Here are the top-paid CEOs, why their compensation can’t be compared to those of regular folks and how to use CEO compensation to invest better.

America’s highest-paid CEOs and how they earn it

The compensation of America’s CEOs has risen briskly over the last decade, with median pay rising from $7.39 million in 2013 to $15.71 million in 2023. In 2023, most CEOs received pay raises of 9 percent or more, and one in four scored a 25 percent bump, according to MyLogIQ.

But just who were the top-paid CEOs for 2023? Here are the top five, with the amounts broken out by type of compensation:

  1. Hock Tan, Broadcom: $160.5 million equity, $1.2 million cash
  2. Nikesh Arora, Palo Alto Networks: $145.4 million equity, $2.3 million cash, $3.8 million other compensation
  3. Stephen Schwarzman, Blackstone: $119.4 million other compensation
  4. Christopher Winfrey, Charter Communications: $83.7 million equity, $5.2 million cash
  5. Will Lansing, Fair Isaac: $64.3 million equity, $2.0 million cash

As you can see, the highest-paid CEOs earn a relatively small amount of their total annual compensation from traditional sources such as cash pay. Instead, equity (including options) plays an enormous role in their overall compensation. For example, for Broadcom CEO Hock Tan, cash compensation was less than one percent of overall compensation in 2023.

Overall, stock comp comprised about 65 percent of median total pay of the top 100 CEOs tracked by Equilar, an executive intelligence company.

That fact leads to another point about CEO compensation. These massive equity awards are often sporadic in nature. A CEO’s pay package may have special payouts based on corporate targets, the completion of a specific objective or hitting a specific tenure with the firm. As such, this list of high earners tends to turn over from year to year, with new faces populating its ranks.

For example, Fair Isaac’s Will Lansing benefited from a one-time $30 million equity grant for retention and leadership vesting over five years.

Still, some CEOs at the largest companies do hit the upper echelons year after year:

  • CEO Tim Cook at Apple hit 2nd place in 2022 and 6th place in 2023, according to Equilar
  • CEO Satya Nadella at Microsoft claimed the 6th spot in 2022 and the 9th spot in 2023, says Equilar.
  • CEO Hock Tan at Broadcom took 4th in 2022 and 1st place in 2023.

Many executives have packages that pay out higher equity bonuses if the stock itself does well. So CEOs get to earn more shares of stock at a higher price, if shareholders do well. That kind of alignment can be attractive from a governance perspective if it’s well-structured, but it also means many executives can wind up with utterly enormous pay packages in a given year.

Of course, equity compensation can be the pay that keeps on paying. If the company’s stock continues to rise in subsequent years, CEOs stand to benefit from that as well. Nvidia CEO Jensen Huang, for example, has seen his equity compensation balloon over the last two years, as the semiconductor company fills record orders for its AI chips and the stock skyrockets.

So CEO compensation is different from the pay of average workers not only because of the massive amounts at stake but also due to how it’s structured.
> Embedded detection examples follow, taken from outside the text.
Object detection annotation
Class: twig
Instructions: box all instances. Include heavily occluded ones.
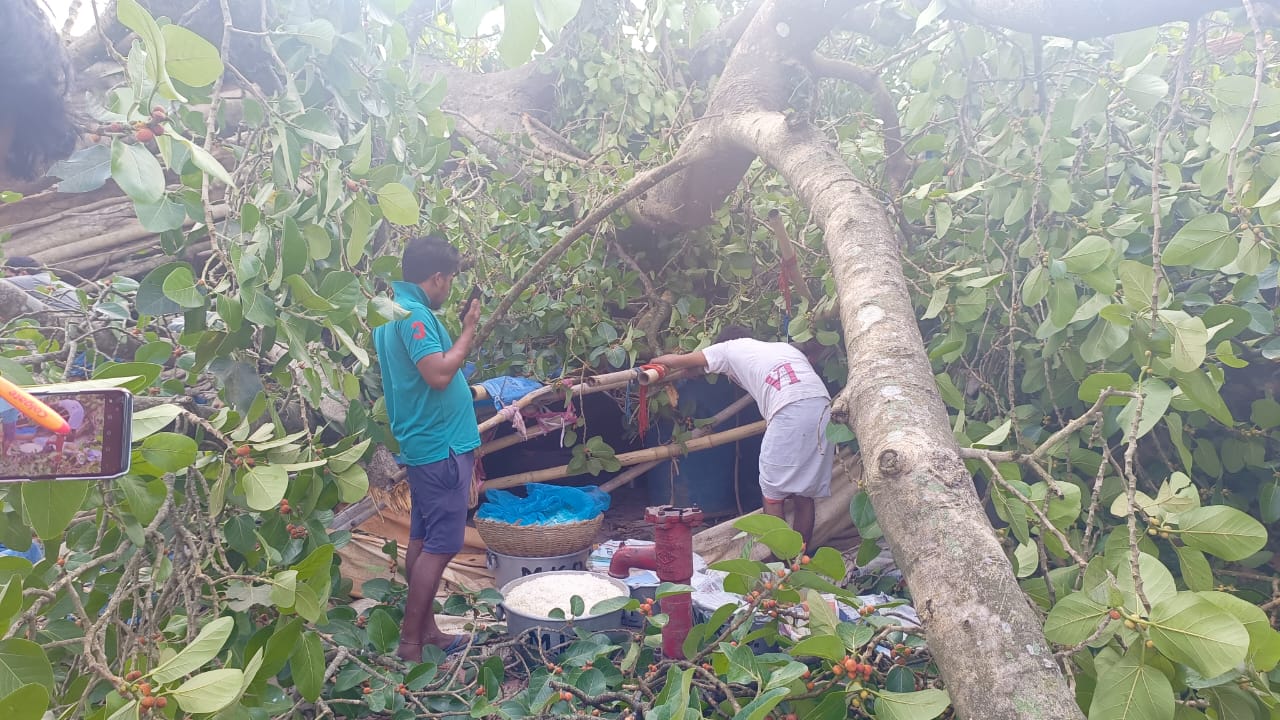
[982,456,1089,570]
[475,154,701,347]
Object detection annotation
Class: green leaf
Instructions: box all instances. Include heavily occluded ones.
[111,138,165,204]
[293,109,342,150]
[115,475,169,525]
[1147,592,1249,678]
[1258,480,1280,524]
[0,638,55,697]
[808,546,849,580]
[20,480,88,538]
[876,689,951,720]
[1075,373,1134,405]
[1124,73,1169,111]
[790,634,849,662]
[1023,265,1048,307]
[151,618,236,683]
[1044,592,1110,646]
[494,0,541,67]
[142,433,200,473]
[1060,234,1111,275]
[1048,279,1080,329]
[1160,310,1208,373]
[293,18,338,55]
[243,465,289,512]
[378,179,419,225]
[1089,643,1174,720]
[453,0,498,37]
[0,683,49,720]
[326,439,372,473]
[588,596,639,615]
[760,528,804,560]
[115,0,186,100]
[284,275,338,311]
[160,24,223,87]
[136,263,191,315]
[973,419,1014,447]
[732,688,791,720]
[1198,591,1280,673]
[165,135,236,187]
[1175,505,1267,558]
[1071,85,1111,129]
[733,512,791,537]
[334,465,369,502]
[1174,544,1213,591]
[160,265,205,309]
[173,667,244,714]
[0,575,22,628]
[46,145,111,192]
[133,197,187,234]
[538,0,582,35]
[289,630,325,702]
[0,683,49,720]
[1119,260,1156,313]
[1174,369,1235,427]
[1116,379,1174,439]
[1160,213,1239,270]
[93,363,164,392]
[1249,397,1280,429]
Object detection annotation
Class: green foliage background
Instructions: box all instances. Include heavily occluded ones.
[0,0,1280,720]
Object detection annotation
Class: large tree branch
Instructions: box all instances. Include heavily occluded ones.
[631,0,861,232]
[737,113,1082,720]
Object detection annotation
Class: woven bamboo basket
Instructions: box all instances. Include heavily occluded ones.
[476,512,604,557]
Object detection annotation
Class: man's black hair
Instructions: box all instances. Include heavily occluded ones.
[716,325,754,342]
[401,234,458,284]
[0,0,78,179]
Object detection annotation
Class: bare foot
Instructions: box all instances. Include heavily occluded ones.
[426,634,471,655]
[396,641,422,662]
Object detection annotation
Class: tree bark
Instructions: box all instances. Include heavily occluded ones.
[628,0,861,232]
[632,0,1083,720]
[722,113,1082,720]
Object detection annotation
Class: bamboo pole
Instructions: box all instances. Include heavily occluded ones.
[480,368,686,433]
[480,420,764,492]
[600,395,755,492]
[764,210,813,301]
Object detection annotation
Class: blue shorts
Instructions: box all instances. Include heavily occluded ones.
[407,451,475,555]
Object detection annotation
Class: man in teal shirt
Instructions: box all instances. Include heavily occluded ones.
[374,236,480,662]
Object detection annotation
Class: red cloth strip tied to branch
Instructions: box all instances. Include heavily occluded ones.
[636,363,667,445]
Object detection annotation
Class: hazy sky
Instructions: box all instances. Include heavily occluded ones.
[41,0,94,35]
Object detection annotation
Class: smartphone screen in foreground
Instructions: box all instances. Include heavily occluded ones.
[0,389,133,482]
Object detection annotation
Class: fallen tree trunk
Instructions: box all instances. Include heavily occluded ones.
[619,0,1083,720]
[723,113,1082,719]
[480,420,764,492]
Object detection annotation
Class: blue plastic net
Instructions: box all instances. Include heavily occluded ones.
[476,484,609,525]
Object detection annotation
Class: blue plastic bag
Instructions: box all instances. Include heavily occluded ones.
[476,484,609,525]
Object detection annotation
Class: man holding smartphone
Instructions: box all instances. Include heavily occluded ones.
[374,234,480,662]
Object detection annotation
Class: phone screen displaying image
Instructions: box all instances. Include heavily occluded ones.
[0,389,133,482]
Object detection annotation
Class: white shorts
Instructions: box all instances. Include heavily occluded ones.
[760,397,836,501]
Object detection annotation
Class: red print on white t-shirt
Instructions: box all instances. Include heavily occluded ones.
[764,363,800,389]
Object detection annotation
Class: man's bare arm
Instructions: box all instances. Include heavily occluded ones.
[649,350,707,370]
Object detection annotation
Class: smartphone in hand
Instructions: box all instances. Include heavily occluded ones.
[458,286,484,323]
[0,389,133,483]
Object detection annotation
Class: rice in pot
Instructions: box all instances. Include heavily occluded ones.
[503,573,627,618]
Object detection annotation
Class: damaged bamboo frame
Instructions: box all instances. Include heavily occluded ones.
[480,368,686,433]
[481,420,764,492]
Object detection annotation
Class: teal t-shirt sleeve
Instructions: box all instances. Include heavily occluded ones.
[396,307,444,363]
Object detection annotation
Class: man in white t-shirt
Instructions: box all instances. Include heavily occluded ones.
[650,325,835,544]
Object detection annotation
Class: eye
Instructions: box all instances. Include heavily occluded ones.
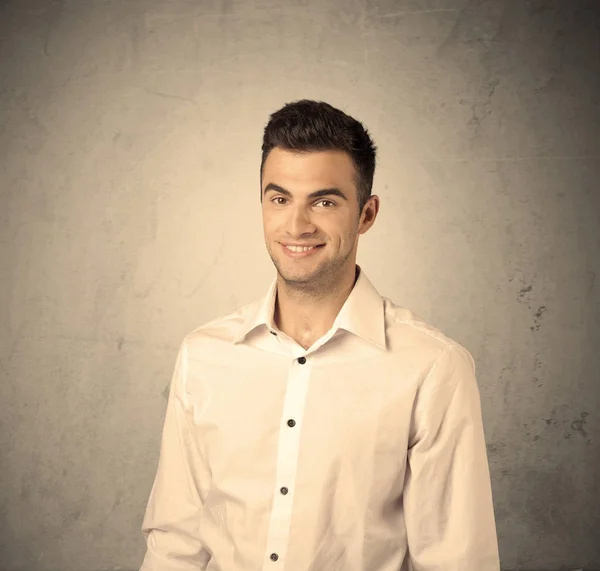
[271,196,335,208]
[319,200,335,208]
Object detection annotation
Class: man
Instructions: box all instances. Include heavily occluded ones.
[141,100,499,571]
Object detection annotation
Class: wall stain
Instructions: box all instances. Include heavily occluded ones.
[571,411,591,444]
[529,305,548,331]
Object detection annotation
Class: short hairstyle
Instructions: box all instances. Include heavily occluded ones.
[260,99,377,216]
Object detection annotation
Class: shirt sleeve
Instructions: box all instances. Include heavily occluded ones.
[140,342,211,571]
[403,344,500,571]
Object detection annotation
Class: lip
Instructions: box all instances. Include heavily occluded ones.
[281,244,324,258]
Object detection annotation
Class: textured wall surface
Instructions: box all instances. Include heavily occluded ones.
[0,0,600,571]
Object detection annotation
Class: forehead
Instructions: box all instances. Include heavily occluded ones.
[262,147,355,188]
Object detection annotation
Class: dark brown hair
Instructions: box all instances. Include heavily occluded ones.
[260,99,377,216]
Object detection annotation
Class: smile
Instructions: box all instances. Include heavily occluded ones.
[281,244,324,258]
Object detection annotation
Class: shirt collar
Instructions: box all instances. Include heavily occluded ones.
[232,264,386,350]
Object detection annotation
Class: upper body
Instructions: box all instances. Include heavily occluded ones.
[141,102,500,571]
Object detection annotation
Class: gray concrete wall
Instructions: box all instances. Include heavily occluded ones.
[0,0,600,571]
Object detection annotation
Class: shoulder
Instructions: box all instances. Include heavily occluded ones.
[383,297,475,369]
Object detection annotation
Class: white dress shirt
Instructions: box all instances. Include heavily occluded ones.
[140,266,500,571]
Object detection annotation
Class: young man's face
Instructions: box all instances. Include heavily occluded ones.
[261,147,371,286]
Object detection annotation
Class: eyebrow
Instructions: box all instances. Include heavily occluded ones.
[264,182,348,201]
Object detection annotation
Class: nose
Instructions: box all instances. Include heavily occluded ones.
[287,205,315,237]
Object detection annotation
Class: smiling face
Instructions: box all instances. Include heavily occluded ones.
[261,147,377,291]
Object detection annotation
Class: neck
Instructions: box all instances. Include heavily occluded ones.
[274,265,359,349]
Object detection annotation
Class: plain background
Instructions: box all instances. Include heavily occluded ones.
[0,0,600,571]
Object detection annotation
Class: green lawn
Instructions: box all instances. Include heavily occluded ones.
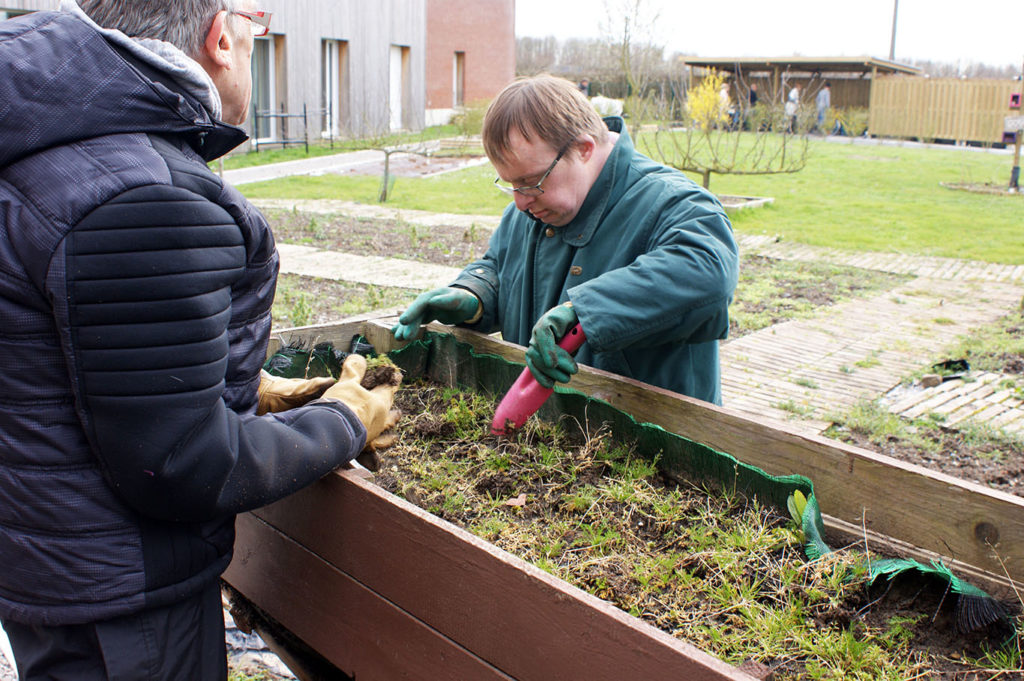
[241,139,1024,264]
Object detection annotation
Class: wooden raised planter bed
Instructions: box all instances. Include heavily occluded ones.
[224,322,1024,681]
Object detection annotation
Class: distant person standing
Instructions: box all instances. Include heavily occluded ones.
[814,81,831,134]
[743,83,758,130]
[785,83,801,132]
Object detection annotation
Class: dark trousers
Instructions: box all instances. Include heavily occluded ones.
[3,582,227,681]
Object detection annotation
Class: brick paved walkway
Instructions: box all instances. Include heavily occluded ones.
[255,201,1024,433]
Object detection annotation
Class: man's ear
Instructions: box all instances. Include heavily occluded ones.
[203,10,234,71]
[574,133,597,163]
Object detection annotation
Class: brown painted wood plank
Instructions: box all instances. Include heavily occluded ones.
[252,471,752,681]
[224,513,510,681]
[383,327,1024,583]
[331,324,1024,584]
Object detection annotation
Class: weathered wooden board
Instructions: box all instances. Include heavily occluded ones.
[234,471,752,681]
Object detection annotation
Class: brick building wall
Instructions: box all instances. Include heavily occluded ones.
[426,0,515,125]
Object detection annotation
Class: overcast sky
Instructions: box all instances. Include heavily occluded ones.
[515,0,1024,68]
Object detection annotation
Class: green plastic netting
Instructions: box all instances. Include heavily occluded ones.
[265,332,1007,630]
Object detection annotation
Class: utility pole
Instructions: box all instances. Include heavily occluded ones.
[889,0,899,61]
[1004,57,1024,191]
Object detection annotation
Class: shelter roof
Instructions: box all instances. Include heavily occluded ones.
[682,56,921,75]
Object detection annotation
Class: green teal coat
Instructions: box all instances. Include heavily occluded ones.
[454,118,738,403]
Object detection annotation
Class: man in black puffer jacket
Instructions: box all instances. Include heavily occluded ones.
[0,0,394,680]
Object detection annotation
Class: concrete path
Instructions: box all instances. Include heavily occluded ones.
[223,150,381,185]
[256,201,1024,433]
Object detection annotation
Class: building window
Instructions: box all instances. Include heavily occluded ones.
[388,45,412,131]
[252,38,278,140]
[321,40,349,137]
[452,52,466,108]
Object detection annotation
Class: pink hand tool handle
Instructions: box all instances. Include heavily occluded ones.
[490,324,587,435]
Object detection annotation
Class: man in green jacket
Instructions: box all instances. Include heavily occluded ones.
[393,75,738,403]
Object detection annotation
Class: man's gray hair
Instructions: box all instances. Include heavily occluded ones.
[78,0,238,57]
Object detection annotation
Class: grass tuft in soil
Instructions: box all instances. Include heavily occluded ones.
[377,381,1020,679]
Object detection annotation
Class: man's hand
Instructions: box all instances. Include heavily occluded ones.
[391,287,482,340]
[526,303,580,388]
[256,371,334,414]
[324,354,401,446]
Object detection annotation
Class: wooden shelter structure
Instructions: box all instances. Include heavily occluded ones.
[683,56,921,109]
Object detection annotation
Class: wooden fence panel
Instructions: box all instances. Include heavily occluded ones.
[868,76,1021,143]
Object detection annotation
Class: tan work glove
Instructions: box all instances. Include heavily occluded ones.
[324,354,401,448]
[256,371,335,415]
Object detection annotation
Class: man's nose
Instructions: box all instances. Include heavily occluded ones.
[515,191,537,211]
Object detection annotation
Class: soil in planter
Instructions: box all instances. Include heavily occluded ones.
[376,382,1021,680]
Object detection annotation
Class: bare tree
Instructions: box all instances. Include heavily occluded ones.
[601,0,665,137]
[515,36,559,76]
[651,72,814,188]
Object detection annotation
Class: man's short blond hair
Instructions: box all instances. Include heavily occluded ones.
[482,74,608,164]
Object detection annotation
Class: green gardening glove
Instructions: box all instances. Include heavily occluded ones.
[391,287,481,340]
[526,302,580,388]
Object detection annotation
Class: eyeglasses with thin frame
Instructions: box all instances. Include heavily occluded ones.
[231,9,271,38]
[495,144,570,197]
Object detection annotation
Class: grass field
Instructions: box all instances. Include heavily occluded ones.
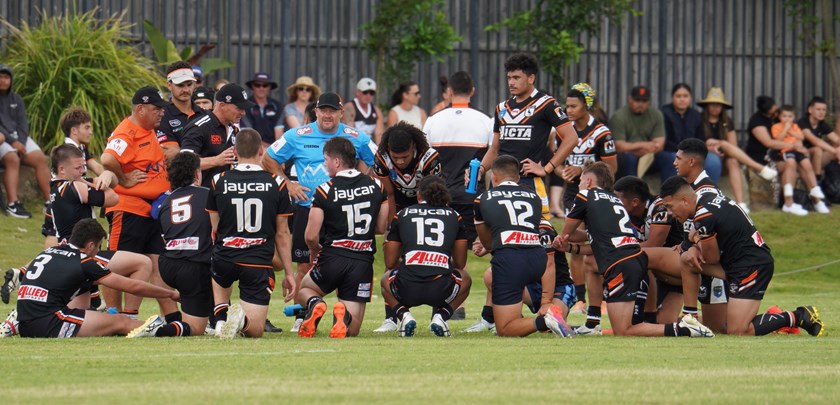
[0,207,840,404]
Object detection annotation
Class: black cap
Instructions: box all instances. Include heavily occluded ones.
[131,86,166,107]
[315,93,344,110]
[192,86,213,101]
[216,83,254,110]
[630,86,650,101]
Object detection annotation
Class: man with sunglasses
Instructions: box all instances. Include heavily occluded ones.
[342,77,385,144]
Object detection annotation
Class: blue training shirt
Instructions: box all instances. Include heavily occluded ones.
[268,122,377,207]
How to use CEO compensation to invest better

Beyond just admiring – or disdaining – these gaudy pay packages, looking at CEO comp can help investors anticipate how a stock may perform.

One good place to begin is actually analyzing these CEOs’ pay packages to see what they’re being paid to do. The structure of their compensation can be a good signal to judge how a CEO is going to act and the type of decisions that might be made:

  • CEOs may be paid based on specific financial metrics that do not always align with investors’ best interests. For example, some execs are rewarded to grow the company at any cost, regardless of whether it’s good for the company or investors.
  • Execs may be compensated based on how the stock performs, meaning they may be incentivized to do what moves the stock higher – a potentially good sign for investors.
  • CEOs may be rewarded if they sell or spin off a division, so investors may anticipate that kind of action and prepare accordingly.
  • Companies that award CEOs their performance-based compensation regardless of performance may be good companies to steer clear of.
  • CEOs who consistently earn exorbitant pay relative to the firm’s profit can be a useful sign that the stock will be a poor investment until a change in management happens.

You can investigate CEO compensation in a company’s annual proxy filing on Form DEF 14A, which many top brokers link to in their research.

Bottom line

While these pay packages may be reserved for CEOs, average Americans can still earn returns from America’s top-performing stocks – the same as executives. The structure of a CEO’s pay can be a good place to understand how a stock may perform and how a CEO may act.